CRES Certificate Course Details
This two-year Certificate course provides an opportunity to study rural and environmental issues from a Christian viewpoint. It will be of interest to all with a personal or professional concern for the environment and countryside, rural communities and churches. The uniqueness of the course lies in its innovative approach combining the academic expertise of The John Ray Initiative (JRI) with the practical experience of A Rocha UK. There are no entry requirements.
- Teachers in school, college or church – it provides background knowledge and materials on environmental concerns.
- Environmental practitioners – it enables the work situation to be related to Christian faith and commitment.
- Clergy and lay church leaders – it provides a missional context to engage churches in environmental concerns.
- Any concerned person – it connects Christian thinking to the environmental and rural context and offers stimulation, resources, and the potential for renewed vision.
Under the guidance of local tutors, students work through 6 of the 12 study modules below. Module 1 is compulsory. Modules 9 and 12 are alternative compulsory modules, and at least one must be taken during the course of study (usually as the 4th module). Students also select four from the remaining modules. Each module represents about 40 hours of activity and study. Students are examined on Study Papers and Work Diaries, one each per Module, and a written Project presented at a Residential Consultation, the topic being chosen in consultation with the tutor and senior tutors.
Module 1: The Living World
Starting with first-hand experiences of nature, this module looks at how the living world testifies to the glory of the Creator. It considers the Biblical relationships between God and the whole creation, a Christian understanding of humanity’s role, and Jesus’ ‘earthing’ of heaven in the life of the Church. (Compulsory Module)

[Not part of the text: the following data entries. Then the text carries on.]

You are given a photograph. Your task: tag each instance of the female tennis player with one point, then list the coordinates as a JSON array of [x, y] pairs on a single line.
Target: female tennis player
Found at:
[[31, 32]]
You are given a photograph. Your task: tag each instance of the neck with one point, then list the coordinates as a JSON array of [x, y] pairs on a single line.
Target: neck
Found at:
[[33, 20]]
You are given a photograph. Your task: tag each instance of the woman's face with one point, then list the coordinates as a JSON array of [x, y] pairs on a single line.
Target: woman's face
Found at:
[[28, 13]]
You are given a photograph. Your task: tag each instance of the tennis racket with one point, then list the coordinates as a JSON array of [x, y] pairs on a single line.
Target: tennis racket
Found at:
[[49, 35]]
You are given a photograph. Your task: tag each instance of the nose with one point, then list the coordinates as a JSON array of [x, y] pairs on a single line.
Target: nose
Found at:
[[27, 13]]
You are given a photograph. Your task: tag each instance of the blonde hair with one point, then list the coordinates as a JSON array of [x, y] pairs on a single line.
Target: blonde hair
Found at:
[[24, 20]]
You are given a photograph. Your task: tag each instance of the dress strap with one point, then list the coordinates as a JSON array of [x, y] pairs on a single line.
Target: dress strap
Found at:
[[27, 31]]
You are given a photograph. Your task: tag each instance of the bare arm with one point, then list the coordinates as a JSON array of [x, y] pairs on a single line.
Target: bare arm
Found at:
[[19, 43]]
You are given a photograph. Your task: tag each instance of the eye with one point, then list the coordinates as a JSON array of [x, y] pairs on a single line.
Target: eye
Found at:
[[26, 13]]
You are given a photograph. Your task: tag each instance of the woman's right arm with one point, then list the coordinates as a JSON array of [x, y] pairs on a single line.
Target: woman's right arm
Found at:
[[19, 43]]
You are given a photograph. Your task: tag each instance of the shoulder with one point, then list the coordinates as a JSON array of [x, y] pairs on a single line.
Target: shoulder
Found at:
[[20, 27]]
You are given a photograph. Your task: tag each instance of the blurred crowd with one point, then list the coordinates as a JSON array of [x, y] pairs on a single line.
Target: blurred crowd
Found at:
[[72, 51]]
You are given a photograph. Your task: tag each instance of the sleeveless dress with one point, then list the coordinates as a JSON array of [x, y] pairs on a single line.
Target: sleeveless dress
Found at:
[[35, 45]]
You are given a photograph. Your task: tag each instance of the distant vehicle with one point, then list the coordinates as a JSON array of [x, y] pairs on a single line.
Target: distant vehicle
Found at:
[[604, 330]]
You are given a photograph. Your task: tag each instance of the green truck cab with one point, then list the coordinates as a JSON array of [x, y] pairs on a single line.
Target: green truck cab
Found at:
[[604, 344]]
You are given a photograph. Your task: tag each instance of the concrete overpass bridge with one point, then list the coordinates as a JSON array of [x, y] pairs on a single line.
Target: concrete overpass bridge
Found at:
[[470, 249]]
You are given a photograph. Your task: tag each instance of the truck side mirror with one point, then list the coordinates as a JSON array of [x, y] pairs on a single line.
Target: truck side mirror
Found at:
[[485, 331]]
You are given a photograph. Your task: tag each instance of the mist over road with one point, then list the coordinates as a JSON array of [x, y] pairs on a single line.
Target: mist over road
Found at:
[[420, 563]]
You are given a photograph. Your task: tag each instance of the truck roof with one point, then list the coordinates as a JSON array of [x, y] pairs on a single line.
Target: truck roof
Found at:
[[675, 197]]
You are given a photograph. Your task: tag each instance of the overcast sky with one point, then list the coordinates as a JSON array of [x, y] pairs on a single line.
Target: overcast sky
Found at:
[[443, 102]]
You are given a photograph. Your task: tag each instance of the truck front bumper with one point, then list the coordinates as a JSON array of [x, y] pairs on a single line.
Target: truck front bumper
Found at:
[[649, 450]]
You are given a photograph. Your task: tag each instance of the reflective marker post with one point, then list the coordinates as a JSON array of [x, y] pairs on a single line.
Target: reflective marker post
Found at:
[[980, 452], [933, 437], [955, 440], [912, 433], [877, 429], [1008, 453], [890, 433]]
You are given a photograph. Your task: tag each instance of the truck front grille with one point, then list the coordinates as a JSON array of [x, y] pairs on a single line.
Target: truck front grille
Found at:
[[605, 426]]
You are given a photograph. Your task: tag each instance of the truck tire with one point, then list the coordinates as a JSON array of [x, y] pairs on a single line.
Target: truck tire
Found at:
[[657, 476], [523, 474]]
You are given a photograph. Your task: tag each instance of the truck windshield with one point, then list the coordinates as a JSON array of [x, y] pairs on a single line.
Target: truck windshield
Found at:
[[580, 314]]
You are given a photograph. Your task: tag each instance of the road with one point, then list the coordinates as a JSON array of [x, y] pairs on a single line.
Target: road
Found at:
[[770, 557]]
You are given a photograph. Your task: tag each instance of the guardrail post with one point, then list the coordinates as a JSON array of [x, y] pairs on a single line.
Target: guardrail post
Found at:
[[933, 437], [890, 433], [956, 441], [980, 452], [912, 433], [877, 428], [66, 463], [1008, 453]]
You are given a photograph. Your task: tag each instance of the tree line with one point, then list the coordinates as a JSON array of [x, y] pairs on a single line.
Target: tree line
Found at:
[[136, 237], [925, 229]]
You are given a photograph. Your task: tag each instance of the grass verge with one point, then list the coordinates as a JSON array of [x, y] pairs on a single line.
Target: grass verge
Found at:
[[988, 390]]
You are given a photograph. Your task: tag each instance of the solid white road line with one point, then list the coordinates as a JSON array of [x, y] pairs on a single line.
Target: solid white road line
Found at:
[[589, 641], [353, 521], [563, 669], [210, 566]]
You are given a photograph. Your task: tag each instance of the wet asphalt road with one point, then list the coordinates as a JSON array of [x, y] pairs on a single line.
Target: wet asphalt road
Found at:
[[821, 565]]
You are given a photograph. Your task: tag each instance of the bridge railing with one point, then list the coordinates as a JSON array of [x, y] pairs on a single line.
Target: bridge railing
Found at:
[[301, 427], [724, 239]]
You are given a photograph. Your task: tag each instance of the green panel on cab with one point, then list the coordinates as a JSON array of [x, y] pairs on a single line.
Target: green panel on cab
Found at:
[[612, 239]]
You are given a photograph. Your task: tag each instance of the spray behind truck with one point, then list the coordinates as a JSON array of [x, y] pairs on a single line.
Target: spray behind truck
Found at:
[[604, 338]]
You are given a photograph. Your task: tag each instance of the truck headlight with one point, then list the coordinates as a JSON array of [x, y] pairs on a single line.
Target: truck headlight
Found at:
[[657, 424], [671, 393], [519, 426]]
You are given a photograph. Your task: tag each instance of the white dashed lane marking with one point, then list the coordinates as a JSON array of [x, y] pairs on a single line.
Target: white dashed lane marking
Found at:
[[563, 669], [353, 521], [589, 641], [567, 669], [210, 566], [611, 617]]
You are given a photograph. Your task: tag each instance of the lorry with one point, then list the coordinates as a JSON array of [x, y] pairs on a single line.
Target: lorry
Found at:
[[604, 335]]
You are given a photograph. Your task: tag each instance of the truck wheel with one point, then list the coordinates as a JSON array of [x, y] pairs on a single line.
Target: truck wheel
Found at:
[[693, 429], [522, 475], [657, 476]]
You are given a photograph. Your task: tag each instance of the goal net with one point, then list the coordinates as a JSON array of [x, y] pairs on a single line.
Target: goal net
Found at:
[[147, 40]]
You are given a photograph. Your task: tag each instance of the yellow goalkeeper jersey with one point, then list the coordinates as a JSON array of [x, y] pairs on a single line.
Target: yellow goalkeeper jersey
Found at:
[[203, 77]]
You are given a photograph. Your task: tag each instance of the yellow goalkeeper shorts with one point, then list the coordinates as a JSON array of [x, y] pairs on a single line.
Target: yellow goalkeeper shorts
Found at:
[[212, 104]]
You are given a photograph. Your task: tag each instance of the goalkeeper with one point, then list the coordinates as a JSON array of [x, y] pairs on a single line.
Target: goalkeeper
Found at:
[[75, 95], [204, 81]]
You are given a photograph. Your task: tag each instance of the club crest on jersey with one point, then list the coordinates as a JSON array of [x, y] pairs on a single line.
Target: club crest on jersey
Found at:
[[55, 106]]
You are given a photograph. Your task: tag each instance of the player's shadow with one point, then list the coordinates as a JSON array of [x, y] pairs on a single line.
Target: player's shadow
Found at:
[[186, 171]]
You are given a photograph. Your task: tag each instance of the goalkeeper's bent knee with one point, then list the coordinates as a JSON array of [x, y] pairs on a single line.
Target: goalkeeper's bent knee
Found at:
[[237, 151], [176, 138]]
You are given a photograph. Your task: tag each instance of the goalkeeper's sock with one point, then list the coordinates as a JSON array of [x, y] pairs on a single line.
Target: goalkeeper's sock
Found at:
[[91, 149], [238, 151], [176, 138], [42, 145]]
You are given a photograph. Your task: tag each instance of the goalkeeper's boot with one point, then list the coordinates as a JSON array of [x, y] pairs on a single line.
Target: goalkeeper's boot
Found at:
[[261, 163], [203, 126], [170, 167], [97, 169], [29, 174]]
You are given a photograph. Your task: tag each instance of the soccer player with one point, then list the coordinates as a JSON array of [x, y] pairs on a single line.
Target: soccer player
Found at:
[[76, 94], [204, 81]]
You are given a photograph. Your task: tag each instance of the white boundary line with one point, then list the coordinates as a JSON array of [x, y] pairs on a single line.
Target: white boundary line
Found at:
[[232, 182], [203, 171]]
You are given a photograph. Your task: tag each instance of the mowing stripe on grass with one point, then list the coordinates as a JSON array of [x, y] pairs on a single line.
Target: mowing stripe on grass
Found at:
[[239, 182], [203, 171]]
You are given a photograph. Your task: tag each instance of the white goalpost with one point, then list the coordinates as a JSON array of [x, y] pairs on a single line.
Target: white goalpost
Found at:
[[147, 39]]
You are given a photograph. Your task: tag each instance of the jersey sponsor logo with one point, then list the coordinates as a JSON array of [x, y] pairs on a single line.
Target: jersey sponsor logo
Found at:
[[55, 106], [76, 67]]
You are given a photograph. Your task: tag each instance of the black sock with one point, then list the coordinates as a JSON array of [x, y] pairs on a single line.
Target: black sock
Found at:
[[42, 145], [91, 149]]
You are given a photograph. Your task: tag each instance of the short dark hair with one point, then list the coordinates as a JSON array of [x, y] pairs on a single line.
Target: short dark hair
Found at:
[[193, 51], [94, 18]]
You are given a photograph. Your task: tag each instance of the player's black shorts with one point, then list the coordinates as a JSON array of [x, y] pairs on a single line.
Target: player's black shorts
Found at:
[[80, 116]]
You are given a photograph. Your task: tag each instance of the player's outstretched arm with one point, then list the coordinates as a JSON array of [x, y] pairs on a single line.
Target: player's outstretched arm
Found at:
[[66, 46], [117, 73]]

Module 2: Farming and Food
This module concerns the production, distribution and consumption of food. Students are required to compare different modes and contexts, including the contemporary global market, and to evaluate them in the light of a Christian ethic and practice. (Module is from a UK Context and is flagged for updating)
Module 3: Creation Care Integral Mission
This module explores the place of Creation Care within global mission. Examples are drawn from around the world. New Module May 2018
Module 4: Globalisation and Faith
Considers the important topic of globalisation. The module first attempts to define globalisation and gives some background to the topic. It then asks what a faith perspective on globalisation might look like. Revised May 2019
Module 5: The Physical Environment
This module describes the physical systems underpinning life on earth. Threats of atmospheric pollution and climate change lead to an assessment of adaptation and mitigation. Marine and freshwater systems and soil are considered in the contexts of pollution and erosion.
Module 6: The Biological Environment
This module describes the dynamics of ecological systems. A historic view that the natural world is infinitely bountiful is modified by the knowledge that some ecosystems may be approaching their limits. It outlines human and non-human factors that change or damage biological environments. Revised August 2020
Module 7: Rural Communities
Rural communities have become more diverse. This module invites local research and urges students to explore the values underlying their activities, the historical background and to consider some current initiatives. (Module is from a UK Context)
Module 8: The Church in the Countryside
This module looks at Christian work and worship in the countryside, including Celtic spirituality, monastic communities, and church structures. It studies the function of holy places, rites of passage and the role of ministers – both ordained and lay volunteers, facing difficult challenges of finances and deployment. (Module is from a UK Context and is flagged for updating)
Module 9: Theologies of the Relationship between Humanity, Nature and God
This module gives a short introduction to ecotheology, covering the human relationship with the natural world. The aim is to identify theological threads which can be woven into your studies as you progress with the course. (Alternative Compulsory Module) Revised June 2020[Module 9 was formerly ‘Rural and Environmental Theology’ which had a UK emphasis]
Module 10: Atmospheric Carbon Dioxide Stabilization, Energy and Climate
This module describes the likely climate changes, and their impacts, over the 21st Century. In particular, it focuses on the control of greenhouse gas emissions, which are the subject of intense international negotiations. (Module 5 is a prerequisite for this module).
Module 11: An Introduction to Biodiversity
Looks at why we should protect biodiversity; the religious mandate for conserving biodiversity; what is happening and why; and solutions. Revised July 2020
Module 12: An Introduction to Environmental Ethics
This module will introduce you to ethics, then look at secular and Christian environmental ethics. Finally, it considers how this all works out in practice. The module is based on the Grove booklet of the same name by Martin and Margot Hodson. (Alternative Compulsory Module) New Module December 2018
Cost is £900 in total, which includes two residential weekends, payable in two annual instalments We encourage students to seek support from their church or denomination or government provision. CRES has a small bursary fund. Please contact us if you feel this might be helpful. If you wish to enrol then go to the Application Forms page and follow the instructions.
NOTE: The cost of the course increased to £900 in total (two annual instalments of £450) for enrolments received after 1st January 2020.
FOR THE DURATION OF THE CORONAVIRUS CRISIS WE ARE ONLY ACCEPTING ELECTRONIC PAYMENTS (Thanks for your understanding!)